ActiveRecord::Persistence.increment! requires a row lock to ensure isolated updates

The method is here: https://github.com/rails/rails/blob/master/activerecord/lib/active_record/persistence.rb#L288.

The method takes the in-memory attribute value and increments it by the specified amount. A safer approach (from an isolation standpoint) would be to let the database determine the value. Instead of telling the database what value to persist in the database, the SQL can written (at least for postgres) so that the database will atomically increment a value:

UPDATE “posts” SET view_count = view_count + 1 WHERE id=123;

Currently, rails generates the following SQL:

UPDATE “posts” SET “view_count” = 3, “updated_at” = ‘2013-01-20 23:20:24.154852’ WHERE “posts”.“id” = 123

It would be great to see a method like this to perform atomic update operations for databases that support it. If there’s support for this, I’m happy to write the patch.
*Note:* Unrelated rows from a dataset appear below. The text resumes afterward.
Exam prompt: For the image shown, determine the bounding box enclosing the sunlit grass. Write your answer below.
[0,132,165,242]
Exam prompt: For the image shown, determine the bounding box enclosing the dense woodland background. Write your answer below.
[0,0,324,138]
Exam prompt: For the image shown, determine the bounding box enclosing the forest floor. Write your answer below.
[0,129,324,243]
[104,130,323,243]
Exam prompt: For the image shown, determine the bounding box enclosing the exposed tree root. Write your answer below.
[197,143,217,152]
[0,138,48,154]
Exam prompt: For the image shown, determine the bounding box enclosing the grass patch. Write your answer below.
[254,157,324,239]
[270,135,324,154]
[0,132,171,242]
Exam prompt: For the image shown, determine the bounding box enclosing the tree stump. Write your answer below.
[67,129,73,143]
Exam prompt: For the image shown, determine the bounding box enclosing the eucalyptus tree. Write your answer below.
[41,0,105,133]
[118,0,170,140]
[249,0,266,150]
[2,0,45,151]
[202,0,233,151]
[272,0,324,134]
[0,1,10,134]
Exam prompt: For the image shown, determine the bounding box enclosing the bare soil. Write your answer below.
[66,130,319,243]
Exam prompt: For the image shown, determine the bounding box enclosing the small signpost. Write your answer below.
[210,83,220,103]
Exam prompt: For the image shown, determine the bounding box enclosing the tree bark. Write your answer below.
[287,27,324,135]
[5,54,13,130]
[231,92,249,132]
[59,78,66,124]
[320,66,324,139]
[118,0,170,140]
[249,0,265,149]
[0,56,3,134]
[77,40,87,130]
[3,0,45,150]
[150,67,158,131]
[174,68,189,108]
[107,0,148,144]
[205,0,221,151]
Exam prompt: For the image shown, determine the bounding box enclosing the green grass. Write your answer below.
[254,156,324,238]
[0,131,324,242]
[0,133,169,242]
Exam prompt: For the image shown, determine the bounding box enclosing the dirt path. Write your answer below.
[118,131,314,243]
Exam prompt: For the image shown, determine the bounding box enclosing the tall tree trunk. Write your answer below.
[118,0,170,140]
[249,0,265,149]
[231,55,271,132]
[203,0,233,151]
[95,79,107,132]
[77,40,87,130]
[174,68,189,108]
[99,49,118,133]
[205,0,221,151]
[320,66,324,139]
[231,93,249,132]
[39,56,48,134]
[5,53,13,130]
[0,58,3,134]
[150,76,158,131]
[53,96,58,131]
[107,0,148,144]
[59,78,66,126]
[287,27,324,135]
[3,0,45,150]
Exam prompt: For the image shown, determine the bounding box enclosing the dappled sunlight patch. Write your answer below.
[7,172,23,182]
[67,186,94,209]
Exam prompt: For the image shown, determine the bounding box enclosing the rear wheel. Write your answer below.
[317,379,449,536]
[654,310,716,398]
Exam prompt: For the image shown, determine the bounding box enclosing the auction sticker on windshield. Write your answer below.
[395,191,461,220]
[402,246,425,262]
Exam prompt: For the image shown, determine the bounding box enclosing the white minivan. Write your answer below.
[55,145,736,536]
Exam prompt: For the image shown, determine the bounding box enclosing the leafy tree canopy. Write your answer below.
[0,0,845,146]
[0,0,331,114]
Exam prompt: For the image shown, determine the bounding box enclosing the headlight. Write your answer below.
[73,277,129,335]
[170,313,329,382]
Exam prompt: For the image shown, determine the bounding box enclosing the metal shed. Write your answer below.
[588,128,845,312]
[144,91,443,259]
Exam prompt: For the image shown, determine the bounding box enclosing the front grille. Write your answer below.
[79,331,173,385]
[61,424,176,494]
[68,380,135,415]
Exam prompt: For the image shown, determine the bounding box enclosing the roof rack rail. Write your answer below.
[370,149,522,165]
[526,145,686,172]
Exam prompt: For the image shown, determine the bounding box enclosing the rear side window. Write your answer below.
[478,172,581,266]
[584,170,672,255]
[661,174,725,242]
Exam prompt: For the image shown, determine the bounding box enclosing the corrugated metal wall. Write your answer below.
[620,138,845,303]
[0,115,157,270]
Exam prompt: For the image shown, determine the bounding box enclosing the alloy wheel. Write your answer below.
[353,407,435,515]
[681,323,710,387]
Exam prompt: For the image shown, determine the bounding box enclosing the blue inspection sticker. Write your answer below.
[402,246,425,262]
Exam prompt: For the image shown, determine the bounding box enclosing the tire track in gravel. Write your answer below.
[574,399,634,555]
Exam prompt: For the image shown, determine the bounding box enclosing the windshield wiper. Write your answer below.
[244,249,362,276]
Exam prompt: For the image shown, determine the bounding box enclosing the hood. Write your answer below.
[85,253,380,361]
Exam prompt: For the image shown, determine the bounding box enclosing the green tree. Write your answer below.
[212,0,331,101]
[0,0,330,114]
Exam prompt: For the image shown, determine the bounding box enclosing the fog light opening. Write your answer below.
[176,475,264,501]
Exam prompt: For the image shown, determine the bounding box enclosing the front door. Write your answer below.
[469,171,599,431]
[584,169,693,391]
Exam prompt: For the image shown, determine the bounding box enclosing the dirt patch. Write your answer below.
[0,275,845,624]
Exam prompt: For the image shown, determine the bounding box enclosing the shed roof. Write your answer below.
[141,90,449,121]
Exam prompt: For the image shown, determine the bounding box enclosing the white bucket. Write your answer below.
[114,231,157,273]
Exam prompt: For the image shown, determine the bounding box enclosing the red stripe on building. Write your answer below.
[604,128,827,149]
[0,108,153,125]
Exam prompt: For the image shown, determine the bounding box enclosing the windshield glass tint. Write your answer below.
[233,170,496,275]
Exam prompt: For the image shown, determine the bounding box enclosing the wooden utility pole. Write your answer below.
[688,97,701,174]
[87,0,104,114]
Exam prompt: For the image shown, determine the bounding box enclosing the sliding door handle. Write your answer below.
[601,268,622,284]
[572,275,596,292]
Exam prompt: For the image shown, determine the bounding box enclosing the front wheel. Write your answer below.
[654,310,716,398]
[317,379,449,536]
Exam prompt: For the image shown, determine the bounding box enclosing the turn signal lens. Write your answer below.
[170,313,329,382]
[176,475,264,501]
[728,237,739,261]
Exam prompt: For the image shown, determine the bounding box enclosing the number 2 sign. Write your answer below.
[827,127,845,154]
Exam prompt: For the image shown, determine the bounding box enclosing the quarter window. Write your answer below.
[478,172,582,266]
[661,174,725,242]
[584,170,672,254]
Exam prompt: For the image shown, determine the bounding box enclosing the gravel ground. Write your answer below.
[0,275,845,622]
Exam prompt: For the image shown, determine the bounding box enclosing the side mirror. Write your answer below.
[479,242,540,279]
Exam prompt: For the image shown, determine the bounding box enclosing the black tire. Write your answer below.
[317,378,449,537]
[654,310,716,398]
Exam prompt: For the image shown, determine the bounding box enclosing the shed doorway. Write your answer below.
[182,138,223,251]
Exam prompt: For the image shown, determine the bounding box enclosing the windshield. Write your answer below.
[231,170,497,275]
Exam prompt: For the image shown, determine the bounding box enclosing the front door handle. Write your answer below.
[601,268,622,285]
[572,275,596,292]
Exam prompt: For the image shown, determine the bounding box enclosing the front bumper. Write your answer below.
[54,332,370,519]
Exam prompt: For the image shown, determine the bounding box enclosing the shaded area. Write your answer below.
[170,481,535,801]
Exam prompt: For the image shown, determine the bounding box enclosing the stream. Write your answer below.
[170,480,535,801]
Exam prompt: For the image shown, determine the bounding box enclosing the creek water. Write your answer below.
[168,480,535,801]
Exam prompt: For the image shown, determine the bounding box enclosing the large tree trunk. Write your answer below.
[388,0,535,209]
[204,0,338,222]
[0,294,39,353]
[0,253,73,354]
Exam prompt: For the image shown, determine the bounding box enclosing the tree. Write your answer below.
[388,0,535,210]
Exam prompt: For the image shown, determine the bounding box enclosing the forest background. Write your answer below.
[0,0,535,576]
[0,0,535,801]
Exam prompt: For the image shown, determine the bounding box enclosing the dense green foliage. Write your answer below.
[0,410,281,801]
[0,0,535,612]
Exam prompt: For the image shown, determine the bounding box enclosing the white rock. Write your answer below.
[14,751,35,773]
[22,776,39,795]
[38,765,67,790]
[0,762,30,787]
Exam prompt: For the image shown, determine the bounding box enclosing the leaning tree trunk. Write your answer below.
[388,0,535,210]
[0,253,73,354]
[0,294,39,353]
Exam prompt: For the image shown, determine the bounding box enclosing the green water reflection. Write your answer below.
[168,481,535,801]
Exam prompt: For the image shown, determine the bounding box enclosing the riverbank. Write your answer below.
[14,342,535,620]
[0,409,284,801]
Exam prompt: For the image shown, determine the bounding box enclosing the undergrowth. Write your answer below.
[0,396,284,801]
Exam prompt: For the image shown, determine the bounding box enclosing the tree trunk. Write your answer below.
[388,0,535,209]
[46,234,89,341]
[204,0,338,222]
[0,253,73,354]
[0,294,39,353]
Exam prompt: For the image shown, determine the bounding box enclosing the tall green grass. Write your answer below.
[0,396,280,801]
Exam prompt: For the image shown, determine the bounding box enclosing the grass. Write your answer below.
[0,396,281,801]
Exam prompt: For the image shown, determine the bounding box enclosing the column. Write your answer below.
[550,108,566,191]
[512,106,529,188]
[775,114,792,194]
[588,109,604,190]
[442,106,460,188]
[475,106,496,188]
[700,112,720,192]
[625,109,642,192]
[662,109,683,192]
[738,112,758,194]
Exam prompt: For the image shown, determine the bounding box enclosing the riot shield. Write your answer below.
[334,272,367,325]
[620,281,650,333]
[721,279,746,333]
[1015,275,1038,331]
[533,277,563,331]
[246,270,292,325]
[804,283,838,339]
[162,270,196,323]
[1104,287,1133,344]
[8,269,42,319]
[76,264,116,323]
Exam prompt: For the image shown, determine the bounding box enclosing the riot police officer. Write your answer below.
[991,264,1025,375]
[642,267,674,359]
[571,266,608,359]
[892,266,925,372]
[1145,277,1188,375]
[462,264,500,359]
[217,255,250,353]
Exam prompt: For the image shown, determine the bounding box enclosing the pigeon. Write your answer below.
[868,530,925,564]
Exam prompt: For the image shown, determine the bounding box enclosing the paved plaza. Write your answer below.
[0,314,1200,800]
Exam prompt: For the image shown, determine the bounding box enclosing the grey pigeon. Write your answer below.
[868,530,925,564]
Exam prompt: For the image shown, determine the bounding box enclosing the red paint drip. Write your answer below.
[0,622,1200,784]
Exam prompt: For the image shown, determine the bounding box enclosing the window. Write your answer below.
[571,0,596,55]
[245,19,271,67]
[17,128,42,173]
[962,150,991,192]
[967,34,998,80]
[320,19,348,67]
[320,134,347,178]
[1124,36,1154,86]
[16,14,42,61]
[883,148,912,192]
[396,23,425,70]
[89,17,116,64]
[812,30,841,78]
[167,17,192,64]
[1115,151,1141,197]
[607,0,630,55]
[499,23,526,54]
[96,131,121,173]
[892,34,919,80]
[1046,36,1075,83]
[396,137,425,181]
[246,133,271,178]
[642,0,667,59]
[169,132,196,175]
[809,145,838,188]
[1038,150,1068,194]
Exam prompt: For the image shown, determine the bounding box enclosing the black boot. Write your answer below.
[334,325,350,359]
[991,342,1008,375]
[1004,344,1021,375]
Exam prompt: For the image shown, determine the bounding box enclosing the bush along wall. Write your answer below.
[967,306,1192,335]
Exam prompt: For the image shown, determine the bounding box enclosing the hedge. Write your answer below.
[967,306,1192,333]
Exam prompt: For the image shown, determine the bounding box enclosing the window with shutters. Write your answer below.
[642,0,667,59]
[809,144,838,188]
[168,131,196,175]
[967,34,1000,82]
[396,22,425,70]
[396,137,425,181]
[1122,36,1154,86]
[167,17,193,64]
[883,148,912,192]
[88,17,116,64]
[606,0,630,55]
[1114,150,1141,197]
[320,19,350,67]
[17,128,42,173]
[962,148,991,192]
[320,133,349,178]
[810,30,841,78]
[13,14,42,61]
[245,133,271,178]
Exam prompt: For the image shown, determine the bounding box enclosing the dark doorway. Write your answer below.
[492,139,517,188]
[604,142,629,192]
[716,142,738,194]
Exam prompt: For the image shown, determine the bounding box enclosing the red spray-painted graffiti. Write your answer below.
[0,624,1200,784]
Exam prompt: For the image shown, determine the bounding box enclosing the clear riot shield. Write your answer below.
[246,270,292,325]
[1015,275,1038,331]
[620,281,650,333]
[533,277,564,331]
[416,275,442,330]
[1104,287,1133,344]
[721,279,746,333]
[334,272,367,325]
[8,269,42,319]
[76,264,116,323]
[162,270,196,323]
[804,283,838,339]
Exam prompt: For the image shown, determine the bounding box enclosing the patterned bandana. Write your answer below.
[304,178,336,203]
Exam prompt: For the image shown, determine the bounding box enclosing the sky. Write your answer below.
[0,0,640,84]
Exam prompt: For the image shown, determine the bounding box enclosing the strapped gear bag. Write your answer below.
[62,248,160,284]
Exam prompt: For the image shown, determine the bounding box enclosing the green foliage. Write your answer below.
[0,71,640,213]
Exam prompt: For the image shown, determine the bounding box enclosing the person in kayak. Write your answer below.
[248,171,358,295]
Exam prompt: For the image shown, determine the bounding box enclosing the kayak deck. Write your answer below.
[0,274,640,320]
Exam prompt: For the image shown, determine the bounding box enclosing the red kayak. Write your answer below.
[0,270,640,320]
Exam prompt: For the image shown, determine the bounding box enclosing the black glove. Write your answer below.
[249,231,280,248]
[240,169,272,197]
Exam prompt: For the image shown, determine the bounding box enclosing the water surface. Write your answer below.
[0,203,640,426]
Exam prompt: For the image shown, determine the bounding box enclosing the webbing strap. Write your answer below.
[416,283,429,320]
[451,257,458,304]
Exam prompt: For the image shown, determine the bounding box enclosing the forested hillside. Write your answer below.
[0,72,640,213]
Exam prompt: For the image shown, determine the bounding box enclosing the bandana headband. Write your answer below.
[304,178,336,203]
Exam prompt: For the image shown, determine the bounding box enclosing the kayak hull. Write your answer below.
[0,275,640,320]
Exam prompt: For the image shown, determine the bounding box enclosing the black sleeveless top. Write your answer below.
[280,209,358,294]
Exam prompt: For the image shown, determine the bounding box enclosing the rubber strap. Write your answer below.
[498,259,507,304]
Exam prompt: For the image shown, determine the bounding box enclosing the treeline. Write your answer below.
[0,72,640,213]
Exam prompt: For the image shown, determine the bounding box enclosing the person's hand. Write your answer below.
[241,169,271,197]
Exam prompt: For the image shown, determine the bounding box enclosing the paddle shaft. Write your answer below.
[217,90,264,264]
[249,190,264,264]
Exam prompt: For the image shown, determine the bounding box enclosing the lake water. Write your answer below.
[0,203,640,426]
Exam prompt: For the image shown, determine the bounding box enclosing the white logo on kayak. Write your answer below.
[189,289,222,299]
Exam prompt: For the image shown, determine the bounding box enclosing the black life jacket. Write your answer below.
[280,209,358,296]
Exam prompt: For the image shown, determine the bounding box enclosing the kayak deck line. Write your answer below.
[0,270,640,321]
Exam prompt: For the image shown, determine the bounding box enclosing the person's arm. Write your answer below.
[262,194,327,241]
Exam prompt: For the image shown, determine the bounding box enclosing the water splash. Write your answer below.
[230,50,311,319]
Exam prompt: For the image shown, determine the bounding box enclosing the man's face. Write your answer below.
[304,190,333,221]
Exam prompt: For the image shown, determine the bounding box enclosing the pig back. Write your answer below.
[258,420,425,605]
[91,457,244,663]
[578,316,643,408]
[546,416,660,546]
Thanks!

Interestingly, ActiveRecord::CounterCache does this the appropriate way.

https://github.com/rails/rails/blob/master/activerecord/lib/active_record/counter_cache.rb#L72

Interesting. Hopefully we can get an explanation as to why the increment methods are not done this way, and if the core team would be open to a patch.

  • Alex

+1. The same update statement would work for MySQL as well.

Just a small thing: don’t forget to take the updated_at timestamp into account in your patch. Just mentioning in case.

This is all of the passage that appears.